Prevalence: The probability of having the disease in a population.

History:

  • Hippocrates: Linked disease and health to geographical location, season, and water quality.
  • John Graunt (1662): Introduced quantitative methods in health studies.
  • James Lind (1747): Conducted the first experimental studies with people on scurvy.
  • William Farr (1839): Studied mortality in specific locations like mines and prisons.
  • John Snow (1849): Investigated the incidence of cholera in London.

Epidemiology as a science:

Epidemiological studies follow the scientific method:

  1. Observation of the phenomenon.
  2. Formulation of a hypothesis.
  3. Demonstration of assumptions using statistical techniques.
  4. Emission of a general law (if a definitive explanation is found).

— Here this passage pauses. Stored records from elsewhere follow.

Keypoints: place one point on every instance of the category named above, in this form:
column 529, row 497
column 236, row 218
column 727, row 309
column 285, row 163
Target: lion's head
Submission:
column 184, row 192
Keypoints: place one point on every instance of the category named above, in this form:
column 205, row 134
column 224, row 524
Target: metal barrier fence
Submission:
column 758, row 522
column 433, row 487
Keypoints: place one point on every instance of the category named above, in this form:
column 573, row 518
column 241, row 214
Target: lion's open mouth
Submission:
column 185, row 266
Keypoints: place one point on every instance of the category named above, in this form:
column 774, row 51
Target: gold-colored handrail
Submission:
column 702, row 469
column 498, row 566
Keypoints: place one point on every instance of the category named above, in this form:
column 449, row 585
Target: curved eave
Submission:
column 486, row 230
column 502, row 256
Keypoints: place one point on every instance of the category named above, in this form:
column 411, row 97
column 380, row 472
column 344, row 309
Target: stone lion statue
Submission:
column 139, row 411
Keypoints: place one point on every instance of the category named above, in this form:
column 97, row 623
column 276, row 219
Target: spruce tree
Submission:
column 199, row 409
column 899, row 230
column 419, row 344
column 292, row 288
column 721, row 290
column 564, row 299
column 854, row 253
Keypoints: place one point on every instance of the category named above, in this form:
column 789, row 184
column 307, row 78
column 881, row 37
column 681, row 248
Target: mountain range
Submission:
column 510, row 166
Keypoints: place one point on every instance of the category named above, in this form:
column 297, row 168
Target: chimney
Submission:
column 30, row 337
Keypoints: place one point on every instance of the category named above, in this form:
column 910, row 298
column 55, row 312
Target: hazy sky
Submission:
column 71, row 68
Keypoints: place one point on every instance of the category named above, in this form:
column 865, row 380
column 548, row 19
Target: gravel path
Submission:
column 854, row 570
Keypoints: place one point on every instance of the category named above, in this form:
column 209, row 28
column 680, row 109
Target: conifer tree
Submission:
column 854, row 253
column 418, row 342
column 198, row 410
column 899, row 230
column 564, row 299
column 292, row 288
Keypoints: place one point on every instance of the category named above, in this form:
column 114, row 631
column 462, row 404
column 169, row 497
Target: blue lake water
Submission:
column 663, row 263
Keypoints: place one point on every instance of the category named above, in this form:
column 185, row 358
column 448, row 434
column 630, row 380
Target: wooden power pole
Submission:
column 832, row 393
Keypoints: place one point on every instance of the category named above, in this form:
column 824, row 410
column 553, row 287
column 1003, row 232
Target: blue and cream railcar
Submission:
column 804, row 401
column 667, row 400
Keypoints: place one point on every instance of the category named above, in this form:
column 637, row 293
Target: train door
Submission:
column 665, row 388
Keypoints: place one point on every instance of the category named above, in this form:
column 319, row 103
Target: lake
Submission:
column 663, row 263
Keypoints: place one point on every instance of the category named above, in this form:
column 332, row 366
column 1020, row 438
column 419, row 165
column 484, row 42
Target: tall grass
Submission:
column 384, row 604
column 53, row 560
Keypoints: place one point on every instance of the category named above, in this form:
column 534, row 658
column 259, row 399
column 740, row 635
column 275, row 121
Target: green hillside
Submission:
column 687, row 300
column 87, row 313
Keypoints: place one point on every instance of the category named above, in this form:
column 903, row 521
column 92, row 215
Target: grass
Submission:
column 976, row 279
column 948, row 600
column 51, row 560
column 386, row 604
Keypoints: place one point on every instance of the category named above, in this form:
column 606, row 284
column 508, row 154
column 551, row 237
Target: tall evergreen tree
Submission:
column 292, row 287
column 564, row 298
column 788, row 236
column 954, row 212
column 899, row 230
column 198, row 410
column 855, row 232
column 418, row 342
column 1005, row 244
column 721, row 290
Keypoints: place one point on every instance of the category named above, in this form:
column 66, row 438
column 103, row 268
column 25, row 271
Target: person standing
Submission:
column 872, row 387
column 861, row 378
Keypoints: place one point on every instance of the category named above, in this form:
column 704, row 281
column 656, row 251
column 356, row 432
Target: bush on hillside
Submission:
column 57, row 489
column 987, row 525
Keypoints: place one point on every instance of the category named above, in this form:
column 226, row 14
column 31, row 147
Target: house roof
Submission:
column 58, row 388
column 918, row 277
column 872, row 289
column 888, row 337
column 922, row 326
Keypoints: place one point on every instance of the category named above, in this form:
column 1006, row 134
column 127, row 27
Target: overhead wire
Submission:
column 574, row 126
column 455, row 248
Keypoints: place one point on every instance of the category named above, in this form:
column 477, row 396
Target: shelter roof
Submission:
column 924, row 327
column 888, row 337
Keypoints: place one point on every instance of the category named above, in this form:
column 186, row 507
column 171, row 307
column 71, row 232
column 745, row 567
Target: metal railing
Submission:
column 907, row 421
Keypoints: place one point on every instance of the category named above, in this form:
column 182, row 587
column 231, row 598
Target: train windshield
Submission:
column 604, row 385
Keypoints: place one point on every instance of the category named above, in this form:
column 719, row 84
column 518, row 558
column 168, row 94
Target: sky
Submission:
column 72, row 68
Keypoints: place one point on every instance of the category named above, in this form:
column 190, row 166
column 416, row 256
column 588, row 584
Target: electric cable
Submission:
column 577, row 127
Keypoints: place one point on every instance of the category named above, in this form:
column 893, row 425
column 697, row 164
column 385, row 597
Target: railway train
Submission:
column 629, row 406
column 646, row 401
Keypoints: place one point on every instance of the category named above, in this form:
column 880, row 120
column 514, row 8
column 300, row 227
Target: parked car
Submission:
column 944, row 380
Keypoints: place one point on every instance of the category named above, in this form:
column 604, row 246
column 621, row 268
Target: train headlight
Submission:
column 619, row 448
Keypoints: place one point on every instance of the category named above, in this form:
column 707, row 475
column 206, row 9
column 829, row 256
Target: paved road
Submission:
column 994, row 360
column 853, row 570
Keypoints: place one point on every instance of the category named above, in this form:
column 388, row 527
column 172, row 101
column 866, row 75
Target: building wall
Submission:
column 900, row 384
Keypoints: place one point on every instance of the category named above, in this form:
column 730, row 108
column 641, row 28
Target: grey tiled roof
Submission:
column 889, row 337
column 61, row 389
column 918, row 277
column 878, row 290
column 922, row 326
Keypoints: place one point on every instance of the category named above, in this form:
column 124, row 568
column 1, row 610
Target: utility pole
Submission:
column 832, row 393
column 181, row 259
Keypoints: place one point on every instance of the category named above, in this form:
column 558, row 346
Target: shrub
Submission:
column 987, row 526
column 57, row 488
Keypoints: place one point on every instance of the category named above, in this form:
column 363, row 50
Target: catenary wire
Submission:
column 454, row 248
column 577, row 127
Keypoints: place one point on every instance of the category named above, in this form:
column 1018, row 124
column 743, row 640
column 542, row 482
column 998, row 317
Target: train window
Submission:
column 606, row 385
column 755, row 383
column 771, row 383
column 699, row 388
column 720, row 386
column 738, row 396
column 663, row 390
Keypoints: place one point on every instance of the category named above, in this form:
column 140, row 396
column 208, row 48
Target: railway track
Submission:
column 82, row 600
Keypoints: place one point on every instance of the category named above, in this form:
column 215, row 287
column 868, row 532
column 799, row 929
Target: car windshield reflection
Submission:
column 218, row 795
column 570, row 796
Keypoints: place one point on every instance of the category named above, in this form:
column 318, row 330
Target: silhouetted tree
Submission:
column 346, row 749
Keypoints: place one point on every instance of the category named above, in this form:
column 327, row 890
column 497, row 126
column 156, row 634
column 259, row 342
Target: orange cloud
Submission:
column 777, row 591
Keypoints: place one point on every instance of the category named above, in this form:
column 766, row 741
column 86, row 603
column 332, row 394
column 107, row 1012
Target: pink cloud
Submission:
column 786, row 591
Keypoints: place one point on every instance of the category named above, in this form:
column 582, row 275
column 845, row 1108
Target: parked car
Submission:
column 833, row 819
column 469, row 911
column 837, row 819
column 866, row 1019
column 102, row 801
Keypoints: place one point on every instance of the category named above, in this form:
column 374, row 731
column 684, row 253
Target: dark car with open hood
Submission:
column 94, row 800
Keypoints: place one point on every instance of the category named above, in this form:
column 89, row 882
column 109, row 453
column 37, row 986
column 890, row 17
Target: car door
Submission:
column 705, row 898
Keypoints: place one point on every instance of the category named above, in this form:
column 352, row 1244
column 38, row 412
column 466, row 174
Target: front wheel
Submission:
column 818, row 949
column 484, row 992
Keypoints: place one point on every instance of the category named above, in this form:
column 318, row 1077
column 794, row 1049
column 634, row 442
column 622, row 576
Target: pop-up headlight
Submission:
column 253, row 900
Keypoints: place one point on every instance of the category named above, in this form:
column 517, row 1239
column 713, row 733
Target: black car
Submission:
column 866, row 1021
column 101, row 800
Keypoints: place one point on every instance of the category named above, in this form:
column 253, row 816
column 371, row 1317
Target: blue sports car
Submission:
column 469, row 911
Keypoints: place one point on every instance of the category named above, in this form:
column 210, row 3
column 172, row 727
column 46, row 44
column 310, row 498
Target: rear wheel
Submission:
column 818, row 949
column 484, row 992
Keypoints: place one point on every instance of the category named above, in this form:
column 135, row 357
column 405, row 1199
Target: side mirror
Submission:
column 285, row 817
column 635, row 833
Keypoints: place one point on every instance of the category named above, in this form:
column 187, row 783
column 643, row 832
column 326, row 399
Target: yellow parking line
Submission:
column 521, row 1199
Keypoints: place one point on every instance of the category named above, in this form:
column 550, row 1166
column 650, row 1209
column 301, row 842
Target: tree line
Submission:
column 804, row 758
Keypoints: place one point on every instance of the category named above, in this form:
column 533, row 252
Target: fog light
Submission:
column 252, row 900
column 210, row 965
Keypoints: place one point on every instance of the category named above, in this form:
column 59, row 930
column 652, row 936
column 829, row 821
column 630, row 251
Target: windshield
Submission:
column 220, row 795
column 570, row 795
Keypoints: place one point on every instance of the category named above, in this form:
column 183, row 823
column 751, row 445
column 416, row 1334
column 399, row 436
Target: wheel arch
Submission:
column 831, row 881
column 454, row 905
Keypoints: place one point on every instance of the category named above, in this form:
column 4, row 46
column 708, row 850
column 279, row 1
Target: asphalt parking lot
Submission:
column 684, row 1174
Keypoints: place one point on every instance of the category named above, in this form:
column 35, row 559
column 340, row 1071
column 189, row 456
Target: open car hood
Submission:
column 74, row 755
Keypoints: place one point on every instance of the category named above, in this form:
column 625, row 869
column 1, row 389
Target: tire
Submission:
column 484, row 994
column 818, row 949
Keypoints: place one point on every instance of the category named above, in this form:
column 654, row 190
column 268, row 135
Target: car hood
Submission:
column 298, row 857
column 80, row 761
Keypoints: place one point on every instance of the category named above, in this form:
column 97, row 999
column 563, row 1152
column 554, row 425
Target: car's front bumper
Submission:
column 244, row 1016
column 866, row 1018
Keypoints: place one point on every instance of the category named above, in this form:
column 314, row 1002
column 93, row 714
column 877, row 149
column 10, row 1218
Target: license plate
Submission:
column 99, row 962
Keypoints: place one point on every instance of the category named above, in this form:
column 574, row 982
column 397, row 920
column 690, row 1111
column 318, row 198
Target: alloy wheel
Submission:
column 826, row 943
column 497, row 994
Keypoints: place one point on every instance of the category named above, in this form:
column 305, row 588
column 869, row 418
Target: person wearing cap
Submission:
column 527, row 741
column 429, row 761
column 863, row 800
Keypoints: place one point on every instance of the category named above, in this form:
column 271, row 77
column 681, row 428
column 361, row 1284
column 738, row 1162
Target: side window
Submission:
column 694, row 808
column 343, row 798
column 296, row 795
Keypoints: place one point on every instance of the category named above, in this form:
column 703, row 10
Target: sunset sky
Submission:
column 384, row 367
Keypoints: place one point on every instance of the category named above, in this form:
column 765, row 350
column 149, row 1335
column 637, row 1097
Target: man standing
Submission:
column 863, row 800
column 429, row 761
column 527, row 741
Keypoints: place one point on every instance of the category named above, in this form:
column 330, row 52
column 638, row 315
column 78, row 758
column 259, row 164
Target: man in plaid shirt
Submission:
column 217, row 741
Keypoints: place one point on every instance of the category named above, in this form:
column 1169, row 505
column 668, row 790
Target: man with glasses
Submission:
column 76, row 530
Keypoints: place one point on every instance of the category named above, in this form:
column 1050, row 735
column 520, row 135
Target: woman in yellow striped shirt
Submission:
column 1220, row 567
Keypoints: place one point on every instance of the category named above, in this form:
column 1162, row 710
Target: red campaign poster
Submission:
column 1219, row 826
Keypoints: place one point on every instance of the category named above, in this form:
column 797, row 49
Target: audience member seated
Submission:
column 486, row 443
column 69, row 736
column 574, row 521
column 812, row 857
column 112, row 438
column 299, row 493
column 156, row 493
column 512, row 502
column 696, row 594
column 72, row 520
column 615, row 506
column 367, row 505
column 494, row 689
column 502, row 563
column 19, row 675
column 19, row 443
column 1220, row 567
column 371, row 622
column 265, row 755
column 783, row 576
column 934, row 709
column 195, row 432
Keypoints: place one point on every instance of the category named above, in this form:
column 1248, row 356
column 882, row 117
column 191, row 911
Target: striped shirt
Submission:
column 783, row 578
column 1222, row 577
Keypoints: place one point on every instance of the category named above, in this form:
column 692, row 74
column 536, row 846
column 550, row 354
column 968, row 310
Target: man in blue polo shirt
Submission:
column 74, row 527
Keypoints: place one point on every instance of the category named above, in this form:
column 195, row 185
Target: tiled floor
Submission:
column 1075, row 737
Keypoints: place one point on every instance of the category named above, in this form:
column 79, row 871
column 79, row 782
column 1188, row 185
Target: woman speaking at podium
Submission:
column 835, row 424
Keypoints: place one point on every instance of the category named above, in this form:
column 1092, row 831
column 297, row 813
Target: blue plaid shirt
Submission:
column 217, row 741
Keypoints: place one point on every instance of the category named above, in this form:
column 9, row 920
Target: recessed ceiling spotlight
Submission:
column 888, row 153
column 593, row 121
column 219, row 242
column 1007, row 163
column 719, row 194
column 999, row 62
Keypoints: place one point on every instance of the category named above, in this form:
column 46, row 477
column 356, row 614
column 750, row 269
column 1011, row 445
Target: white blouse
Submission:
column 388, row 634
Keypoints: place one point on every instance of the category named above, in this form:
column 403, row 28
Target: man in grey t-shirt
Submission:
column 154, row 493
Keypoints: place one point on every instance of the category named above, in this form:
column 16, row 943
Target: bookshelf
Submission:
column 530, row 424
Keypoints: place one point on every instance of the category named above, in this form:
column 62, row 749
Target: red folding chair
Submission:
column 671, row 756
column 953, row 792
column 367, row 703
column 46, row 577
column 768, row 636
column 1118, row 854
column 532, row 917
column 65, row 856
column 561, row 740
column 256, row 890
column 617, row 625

3.2. Biodemography: Demographic Indicators (Censuses and Registers)

Biodemography studies population characteristics for medical purposes.

Data sources:

  • Census: Regular and simultaneous counting of the entire population, recording various data (economic, demographic, social, …).
  • Register: Similar to censuses but at the municipal level, used for administrative and planning purposes.

Population pyramids:

Visual representations of age distribution, calculated using methods like Friz, Burdofer, and Sundbarg.

3.3. Health Indicators

Epidemiology studies the distribution and determinants of diseases.

Ratios: Express the relationship between two numbers from different sets.

Proportions: Express the relationship between a part and the total.

3.4. Measures of Disease Frequency

  • Prevalence: Cases of illness at a given time.
  • Incidence: New cases appearing in a given period.

Types of incidence:

  • Accumulated incidence (AI)
  • Odds of disease
  • Incidence rate (TI)

ITEM 4. EPIDEMIOLOGICAL STUDY DESIGN

4.1. Introduction

Epidemiological studies can be observational or experimental.

Observational studies: Observe how two population groups differ based on a factor.

  • Transverse study: Individuals are selected and assessed for exposure and disease status.
  • Case-control study: Compares exposure history between a group of patients (cases) and healthy individuals (controls).
  • Cohort study: Follows exposed and unexposed groups over time to compare disease development.

Experimental studies:

  • Clinical trials: Researchers manipulate exposure and select individuals to assess disease occurrence.

4.2. Transverse Studies

These studies can suggest a relationship between a factor and disease using relative prevalence (RR).

4.3. Case-Control Studies

These studies compare exposure history between cases and controls to identify potential causes of rare diseases.

Control selection:

  • Matched: Controls are similar to cases in variables like age and sex.
  • Unmatched: Controls are selected without restrictions.

Potential errors:

  • Selection bias
  • Retrospective exposure measurement

The relationship between exposure and disease is measured using the odds ratio (OR).

4.4. Cohort Studies

These studies follow exposed and unexposed groups over time to compare disease development.

The relationship between exposure and disease is measured using relative risk (RR).

4.5. Clinical Trials

These are experimental cohort studies where researchers manipulate exposure and select individuals.

Double-blind trials are used to minimize bias.

4.6. Types of Errors in Epidemiological Studies

  • Random errors: Affect accuracy or reliability, reduced by using larger samples.
  • Systematic errors (biases): Affect accuracy or validity, reduced by reviewing study mechanics.